A cold start occurs when an inference request arrives at a compute node that has not yet loaded the model weights or warmed up its runtime environment. The load-and-initialize path can add seconds of latency, degrade SLA compliance, and spike memory bandwidth as weights are pulled from remote object storage.

  Cold-Start Sequence

  1. Provision container or serverless function.
  2. Pull model artifact from disk / cloud store.
  3. Deserialize checkpoints into device memory.
  4. Compile or optimize kernels (e.g., CUDA graph capture).
  5. Serve first request and populate caches.

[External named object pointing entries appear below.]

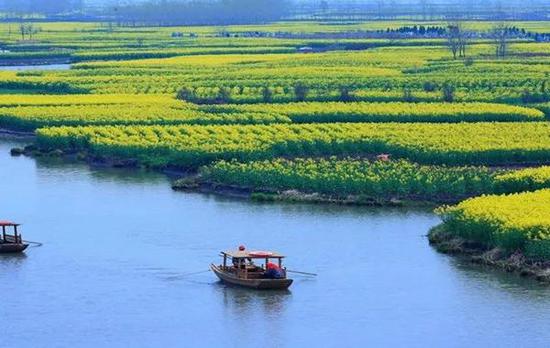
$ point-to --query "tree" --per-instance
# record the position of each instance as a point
(300, 91)
(448, 92)
(500, 38)
(457, 39)
(267, 94)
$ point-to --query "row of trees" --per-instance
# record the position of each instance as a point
(47, 7)
(458, 38)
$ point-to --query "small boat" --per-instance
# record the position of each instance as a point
(11, 243)
(244, 272)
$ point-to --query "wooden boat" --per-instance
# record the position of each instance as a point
(243, 272)
(11, 243)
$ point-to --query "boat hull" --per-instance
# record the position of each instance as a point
(260, 284)
(11, 248)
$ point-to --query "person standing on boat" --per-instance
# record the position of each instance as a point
(273, 271)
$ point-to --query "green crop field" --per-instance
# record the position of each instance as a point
(305, 106)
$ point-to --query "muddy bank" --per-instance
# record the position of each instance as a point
(448, 243)
(16, 134)
(194, 183)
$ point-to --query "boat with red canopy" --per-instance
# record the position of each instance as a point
(11, 243)
(244, 272)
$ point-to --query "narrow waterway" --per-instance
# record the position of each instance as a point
(35, 67)
(118, 247)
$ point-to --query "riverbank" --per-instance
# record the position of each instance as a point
(193, 183)
(444, 241)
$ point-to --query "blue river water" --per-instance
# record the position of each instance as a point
(119, 248)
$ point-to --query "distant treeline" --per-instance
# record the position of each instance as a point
(45, 7)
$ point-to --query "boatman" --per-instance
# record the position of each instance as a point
(273, 271)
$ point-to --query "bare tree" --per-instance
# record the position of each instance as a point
(500, 33)
(457, 39)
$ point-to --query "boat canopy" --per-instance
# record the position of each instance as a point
(258, 254)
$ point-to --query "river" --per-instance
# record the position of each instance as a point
(119, 246)
(38, 67)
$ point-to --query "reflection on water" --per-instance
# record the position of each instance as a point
(487, 276)
(122, 250)
(241, 303)
(9, 261)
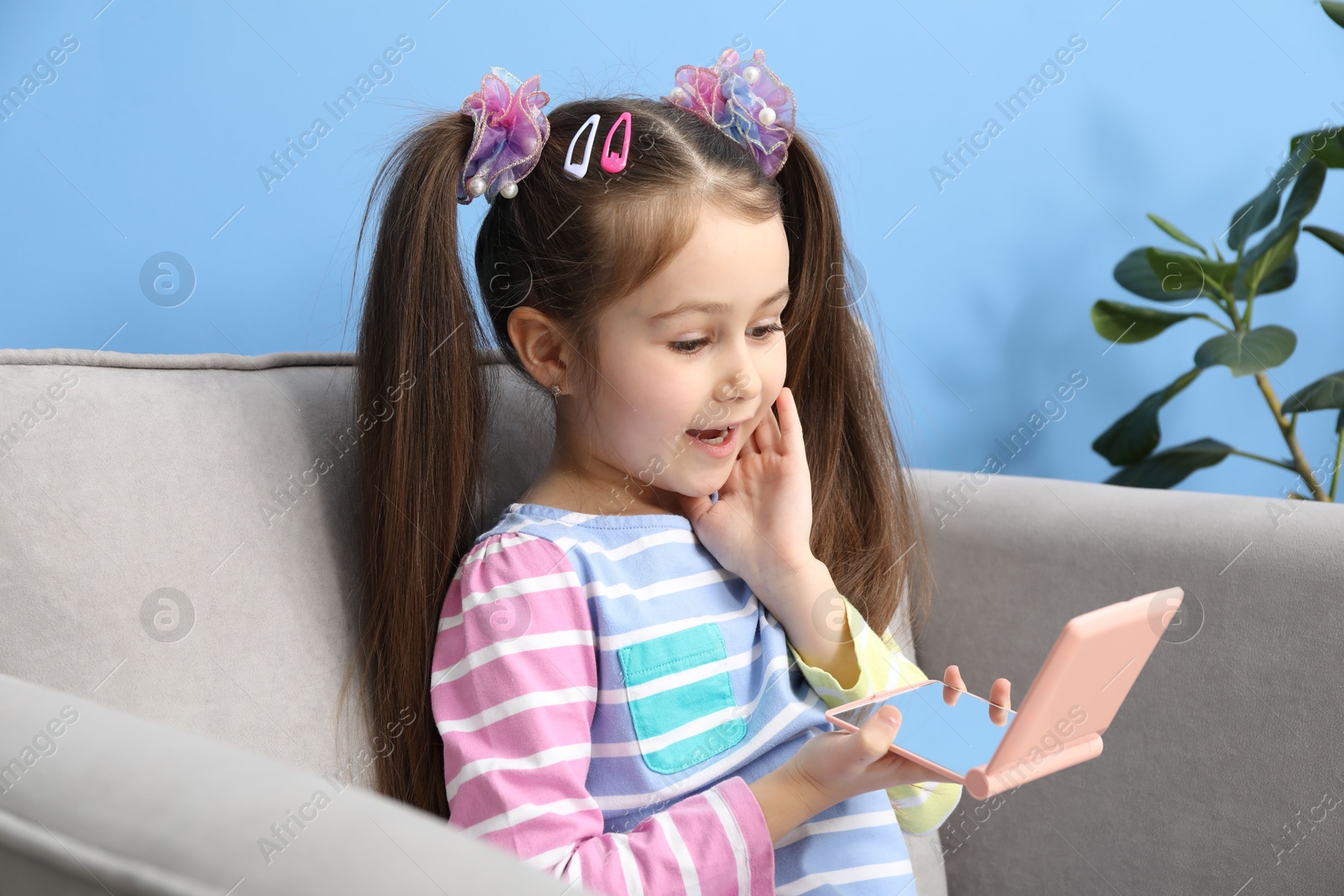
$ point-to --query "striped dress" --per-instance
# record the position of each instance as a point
(605, 691)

  Typical Cold-Start Times

ModelStorage SizeLoad + InitWarm Request
GPT-J-6B24 GB8–12 s400 ms
Llama-2-70B140 GB35–50 s900 ms
Whisper-large-v32.9 GB2–3 s300 ms

  Mitigation Strategies

  • Snapshotting GPU memory pages to local NVMe and lazy-loading unused layers.
  • Pool of pre-warmed replicas scaled by demand forecast.
  • Weight streaming with tensor parallelism so first tokens decode before full load.
  • Compile caching: save TensorRT or XLA artifacts to skip JIT on restart.

  Design Trade-offs

  • Keeping GPUs warm burns capacity during low traffic but eliminates latency spikes.
  • Smaller quantized checkpoints load faster yet may drop accuracy.
  • Serverless cold ramps avoid idle costs but shift latency onto tail percentiles.

  Current Trends (2025)

  • Layer-at-a-time lazy loading in vLLM reduces 70B cold starts to 9 s.
  • Container snapshot APIs on Kubernetes 1.30 restore 16 GB GPU state in 1.4 s.
  • Model-aware auto-scalers predict bursty traffic using time-series LSTM, pre-provisioning nodes 45 s ahead1.

  Implementation Tips

  1. Measure cold vs warm histograms separately.
  2. Store checkpoints on local SSD where possible; network block storage adds 2–3× latency.
  3. Pre-compute positional encodings and save with the model to skip first-token math.

  References

  1. AWS re:Invent talk ARC-402, 2025.